Hanover Area was the only district in the county without a tax increase in its final budget, though there was a hike in the preliminary proposal. Cipriano said a few pieces fell into place that helped erase the planned tax hike, most notably a change in the contract for cafeteria service that now guarantees the district will get $175,000 from the program.


The district also saved about $120,000 through a new transportation contract, even though it contracted with the same company it was using.
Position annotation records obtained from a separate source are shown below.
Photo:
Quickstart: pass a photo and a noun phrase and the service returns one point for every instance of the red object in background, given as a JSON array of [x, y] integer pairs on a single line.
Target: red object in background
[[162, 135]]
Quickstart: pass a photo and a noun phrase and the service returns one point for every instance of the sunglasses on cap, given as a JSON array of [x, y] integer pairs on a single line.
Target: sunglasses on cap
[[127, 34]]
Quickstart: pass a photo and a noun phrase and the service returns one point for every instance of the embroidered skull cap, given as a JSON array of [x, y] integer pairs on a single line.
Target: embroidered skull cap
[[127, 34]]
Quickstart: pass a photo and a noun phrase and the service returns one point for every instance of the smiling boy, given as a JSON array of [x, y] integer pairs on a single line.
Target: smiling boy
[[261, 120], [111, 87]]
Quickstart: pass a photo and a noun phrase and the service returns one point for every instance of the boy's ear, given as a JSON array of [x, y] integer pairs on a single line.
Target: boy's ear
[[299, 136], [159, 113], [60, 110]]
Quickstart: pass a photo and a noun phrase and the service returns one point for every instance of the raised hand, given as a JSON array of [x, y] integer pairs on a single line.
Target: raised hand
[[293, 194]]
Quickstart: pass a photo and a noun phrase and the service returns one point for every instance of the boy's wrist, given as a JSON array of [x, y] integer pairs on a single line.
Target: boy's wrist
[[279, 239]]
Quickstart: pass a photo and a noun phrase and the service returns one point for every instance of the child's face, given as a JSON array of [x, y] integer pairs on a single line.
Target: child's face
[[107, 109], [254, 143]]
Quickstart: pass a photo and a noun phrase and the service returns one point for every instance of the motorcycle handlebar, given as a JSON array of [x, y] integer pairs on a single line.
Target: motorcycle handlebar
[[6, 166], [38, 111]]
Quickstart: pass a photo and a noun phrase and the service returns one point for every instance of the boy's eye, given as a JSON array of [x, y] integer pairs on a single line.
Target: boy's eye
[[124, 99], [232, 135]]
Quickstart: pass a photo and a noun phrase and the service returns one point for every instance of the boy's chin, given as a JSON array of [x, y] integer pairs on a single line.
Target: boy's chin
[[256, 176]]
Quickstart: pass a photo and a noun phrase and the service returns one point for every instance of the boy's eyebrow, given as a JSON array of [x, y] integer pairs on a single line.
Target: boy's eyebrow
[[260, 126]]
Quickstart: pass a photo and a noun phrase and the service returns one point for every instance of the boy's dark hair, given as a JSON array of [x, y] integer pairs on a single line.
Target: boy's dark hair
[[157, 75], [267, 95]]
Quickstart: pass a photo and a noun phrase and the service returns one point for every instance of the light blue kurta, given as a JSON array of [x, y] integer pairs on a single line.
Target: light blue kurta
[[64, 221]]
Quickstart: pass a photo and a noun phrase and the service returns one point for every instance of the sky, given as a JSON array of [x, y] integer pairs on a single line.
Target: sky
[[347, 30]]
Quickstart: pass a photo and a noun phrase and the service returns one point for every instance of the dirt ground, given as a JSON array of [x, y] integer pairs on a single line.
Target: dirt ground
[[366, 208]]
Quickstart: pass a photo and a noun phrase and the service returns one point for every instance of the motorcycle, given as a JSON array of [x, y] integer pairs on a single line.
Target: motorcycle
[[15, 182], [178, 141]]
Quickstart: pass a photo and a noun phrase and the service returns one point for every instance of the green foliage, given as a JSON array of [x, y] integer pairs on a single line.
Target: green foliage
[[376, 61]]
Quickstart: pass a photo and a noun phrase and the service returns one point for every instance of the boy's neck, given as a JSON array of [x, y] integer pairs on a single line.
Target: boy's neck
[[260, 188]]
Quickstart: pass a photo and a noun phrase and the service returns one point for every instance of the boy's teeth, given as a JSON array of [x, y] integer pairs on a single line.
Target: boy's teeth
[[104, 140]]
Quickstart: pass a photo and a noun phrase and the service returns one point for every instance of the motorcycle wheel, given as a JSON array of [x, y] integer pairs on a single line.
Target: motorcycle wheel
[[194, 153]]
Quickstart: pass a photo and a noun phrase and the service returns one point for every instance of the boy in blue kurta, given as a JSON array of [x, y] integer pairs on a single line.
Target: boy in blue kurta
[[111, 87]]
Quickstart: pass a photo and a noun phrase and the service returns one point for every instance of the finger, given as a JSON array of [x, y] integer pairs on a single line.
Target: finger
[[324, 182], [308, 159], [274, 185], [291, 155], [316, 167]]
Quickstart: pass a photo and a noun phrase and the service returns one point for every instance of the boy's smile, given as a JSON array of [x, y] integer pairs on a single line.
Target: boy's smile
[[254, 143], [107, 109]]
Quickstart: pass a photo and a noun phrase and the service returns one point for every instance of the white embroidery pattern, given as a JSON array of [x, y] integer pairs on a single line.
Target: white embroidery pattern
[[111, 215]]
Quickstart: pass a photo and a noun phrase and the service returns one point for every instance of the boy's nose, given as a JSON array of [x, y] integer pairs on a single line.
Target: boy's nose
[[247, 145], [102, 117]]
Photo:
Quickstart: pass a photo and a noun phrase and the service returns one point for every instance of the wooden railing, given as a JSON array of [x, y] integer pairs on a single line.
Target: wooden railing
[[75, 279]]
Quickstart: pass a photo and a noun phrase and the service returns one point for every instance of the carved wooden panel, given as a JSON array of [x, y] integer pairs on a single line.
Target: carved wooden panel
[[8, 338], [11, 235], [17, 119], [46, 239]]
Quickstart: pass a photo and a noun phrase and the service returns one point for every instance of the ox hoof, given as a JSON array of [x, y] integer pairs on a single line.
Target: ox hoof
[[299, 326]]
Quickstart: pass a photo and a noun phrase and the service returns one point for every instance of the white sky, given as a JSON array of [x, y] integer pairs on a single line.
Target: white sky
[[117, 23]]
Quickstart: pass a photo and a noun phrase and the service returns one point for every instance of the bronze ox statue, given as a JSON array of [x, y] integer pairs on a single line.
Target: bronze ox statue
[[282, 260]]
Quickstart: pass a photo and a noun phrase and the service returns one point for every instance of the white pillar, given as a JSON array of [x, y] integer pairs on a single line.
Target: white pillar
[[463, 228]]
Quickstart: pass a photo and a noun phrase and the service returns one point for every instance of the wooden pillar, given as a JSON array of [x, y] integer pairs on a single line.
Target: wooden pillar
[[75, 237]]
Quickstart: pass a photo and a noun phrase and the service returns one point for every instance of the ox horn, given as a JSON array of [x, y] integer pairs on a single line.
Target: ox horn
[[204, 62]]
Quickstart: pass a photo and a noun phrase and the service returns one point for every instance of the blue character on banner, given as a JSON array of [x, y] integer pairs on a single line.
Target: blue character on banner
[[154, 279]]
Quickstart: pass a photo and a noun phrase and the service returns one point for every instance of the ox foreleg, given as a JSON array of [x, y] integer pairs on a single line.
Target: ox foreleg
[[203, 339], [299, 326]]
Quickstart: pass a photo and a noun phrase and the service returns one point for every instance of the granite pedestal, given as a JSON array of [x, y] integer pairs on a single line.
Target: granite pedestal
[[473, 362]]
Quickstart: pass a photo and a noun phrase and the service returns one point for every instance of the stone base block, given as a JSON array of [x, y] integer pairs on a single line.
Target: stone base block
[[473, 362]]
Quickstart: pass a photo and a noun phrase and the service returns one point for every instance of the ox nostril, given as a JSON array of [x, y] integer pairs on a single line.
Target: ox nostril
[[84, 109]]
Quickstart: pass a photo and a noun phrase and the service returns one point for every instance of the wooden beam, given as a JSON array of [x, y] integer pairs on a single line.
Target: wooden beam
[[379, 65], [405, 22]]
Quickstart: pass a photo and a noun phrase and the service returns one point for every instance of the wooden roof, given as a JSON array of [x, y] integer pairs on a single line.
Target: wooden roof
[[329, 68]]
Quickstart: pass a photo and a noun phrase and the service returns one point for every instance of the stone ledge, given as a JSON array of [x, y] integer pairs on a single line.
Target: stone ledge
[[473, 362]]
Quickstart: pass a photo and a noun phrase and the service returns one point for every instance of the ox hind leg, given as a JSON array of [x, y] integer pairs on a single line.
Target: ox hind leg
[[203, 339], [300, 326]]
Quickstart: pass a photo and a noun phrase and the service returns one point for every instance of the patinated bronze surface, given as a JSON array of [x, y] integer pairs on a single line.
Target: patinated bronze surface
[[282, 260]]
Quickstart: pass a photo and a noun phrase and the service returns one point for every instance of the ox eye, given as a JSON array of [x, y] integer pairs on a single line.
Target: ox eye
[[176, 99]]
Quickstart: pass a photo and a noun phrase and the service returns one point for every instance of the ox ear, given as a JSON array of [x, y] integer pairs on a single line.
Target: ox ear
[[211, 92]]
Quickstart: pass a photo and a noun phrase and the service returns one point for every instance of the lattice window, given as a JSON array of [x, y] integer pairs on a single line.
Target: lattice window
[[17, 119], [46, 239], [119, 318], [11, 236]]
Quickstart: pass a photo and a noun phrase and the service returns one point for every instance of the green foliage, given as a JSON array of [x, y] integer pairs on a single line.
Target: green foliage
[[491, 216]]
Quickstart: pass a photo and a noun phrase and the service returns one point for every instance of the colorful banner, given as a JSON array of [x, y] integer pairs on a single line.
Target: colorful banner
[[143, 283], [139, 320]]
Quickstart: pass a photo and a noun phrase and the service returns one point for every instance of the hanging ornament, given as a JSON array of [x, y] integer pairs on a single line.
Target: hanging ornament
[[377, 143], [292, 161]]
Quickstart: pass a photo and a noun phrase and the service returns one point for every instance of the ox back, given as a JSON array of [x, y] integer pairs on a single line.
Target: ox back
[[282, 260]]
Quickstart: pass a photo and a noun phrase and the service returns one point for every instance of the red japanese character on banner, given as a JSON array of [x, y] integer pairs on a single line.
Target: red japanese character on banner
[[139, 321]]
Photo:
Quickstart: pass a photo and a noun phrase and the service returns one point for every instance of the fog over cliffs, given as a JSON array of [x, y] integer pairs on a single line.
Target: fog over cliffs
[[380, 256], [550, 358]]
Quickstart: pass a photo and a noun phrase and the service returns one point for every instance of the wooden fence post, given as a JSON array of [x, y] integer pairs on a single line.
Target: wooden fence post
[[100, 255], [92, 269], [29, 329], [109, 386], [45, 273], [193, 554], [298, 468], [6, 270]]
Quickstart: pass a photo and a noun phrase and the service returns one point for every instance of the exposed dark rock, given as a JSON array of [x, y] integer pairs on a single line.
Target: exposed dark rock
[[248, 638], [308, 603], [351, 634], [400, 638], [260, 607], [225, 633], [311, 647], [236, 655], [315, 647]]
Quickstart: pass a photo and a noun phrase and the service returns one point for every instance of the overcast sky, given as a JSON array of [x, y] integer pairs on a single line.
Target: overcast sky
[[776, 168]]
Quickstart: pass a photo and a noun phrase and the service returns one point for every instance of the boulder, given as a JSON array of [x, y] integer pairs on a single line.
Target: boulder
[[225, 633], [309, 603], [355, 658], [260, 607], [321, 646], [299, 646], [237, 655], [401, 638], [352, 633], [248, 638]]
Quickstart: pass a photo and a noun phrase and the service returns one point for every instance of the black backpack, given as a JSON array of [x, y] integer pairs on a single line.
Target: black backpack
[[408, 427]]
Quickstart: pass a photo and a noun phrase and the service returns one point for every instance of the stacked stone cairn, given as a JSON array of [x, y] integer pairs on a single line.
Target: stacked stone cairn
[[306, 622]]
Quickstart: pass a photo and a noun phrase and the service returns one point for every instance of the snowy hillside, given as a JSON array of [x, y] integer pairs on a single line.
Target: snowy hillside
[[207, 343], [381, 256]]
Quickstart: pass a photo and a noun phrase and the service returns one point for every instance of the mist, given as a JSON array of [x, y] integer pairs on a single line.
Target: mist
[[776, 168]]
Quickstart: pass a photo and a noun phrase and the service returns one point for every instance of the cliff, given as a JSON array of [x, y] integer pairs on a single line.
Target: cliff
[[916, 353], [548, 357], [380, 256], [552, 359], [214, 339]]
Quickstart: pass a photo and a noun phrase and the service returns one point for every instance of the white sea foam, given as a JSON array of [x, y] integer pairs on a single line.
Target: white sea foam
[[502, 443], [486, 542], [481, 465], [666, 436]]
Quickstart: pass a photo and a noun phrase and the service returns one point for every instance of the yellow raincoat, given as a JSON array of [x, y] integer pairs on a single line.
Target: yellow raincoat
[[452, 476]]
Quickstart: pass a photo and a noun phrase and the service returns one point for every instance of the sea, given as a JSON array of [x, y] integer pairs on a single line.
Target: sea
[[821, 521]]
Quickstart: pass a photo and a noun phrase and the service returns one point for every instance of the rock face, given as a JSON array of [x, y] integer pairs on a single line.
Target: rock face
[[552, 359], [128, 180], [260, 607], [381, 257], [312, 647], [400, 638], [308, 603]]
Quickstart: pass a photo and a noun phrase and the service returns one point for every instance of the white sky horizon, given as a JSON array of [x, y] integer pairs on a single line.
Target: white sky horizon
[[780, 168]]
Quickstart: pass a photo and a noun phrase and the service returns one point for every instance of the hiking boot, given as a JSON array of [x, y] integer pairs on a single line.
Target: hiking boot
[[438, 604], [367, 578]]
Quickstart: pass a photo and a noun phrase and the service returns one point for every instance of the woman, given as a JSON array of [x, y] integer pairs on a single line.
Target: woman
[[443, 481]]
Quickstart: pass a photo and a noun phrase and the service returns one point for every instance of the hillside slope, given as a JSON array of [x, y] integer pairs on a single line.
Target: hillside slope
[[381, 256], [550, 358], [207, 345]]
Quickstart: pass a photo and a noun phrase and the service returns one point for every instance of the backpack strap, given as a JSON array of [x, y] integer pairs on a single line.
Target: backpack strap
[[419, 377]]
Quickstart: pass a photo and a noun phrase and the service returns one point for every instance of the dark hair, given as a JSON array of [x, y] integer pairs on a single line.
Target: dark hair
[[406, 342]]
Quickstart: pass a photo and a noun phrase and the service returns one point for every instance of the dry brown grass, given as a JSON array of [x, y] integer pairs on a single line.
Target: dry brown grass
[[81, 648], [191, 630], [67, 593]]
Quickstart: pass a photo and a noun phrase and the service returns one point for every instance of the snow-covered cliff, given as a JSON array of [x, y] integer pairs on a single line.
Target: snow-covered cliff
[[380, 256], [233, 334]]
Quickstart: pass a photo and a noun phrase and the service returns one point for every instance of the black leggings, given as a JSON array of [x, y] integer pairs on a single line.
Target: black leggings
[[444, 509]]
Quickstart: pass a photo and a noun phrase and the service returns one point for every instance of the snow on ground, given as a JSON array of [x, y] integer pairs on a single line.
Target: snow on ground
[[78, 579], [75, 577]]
Cipriano credits the savings to the fact that the district sought proposals from other companies rather than negotiating a contract extension without shopping around.


And Hanover Area saved $200,000 in health insurance premiums when the consortium they belong to — the Northeast Pennsylvania School District Health Trust — gave all members a one-month reduction in premiums this May.


Even with those boons, Cipriano said, school district budgeting has become so volatile he didn’t put the full amounts into the budget. The new cafeteria contract may promise $175,000, but he budgeted $150,000.


“We’re conservative when it comes to revenue,” Cipriano said. “Unless we know we’re getting it, we’re not going to budget it.”


Northwest Area


At the other end of the spectrum, Northwest Area has the biggest tax hike in the county, 4.8 percent. And that wasn’t enough. The district furloughed four teachers and terminated two others.


Those moves came despite impassioned pleas from students and residents at a May 21 meeting when the cuts were first publicly discussed. For nearly two hours people spoke in defense of the staff being cut, sometimes breaking into tears.


But Business Consultant Albert Melone said the district had little choice, and that money was so tight in the county’s smallest district it still faces a potential of being declared “distressed” by the state, a label that risks a state takeover.


A bit ironic, considering that Melone and other business managers and administrators contend local school budget woes are primarily caused by the state’s failure to pay it’s share of the costs.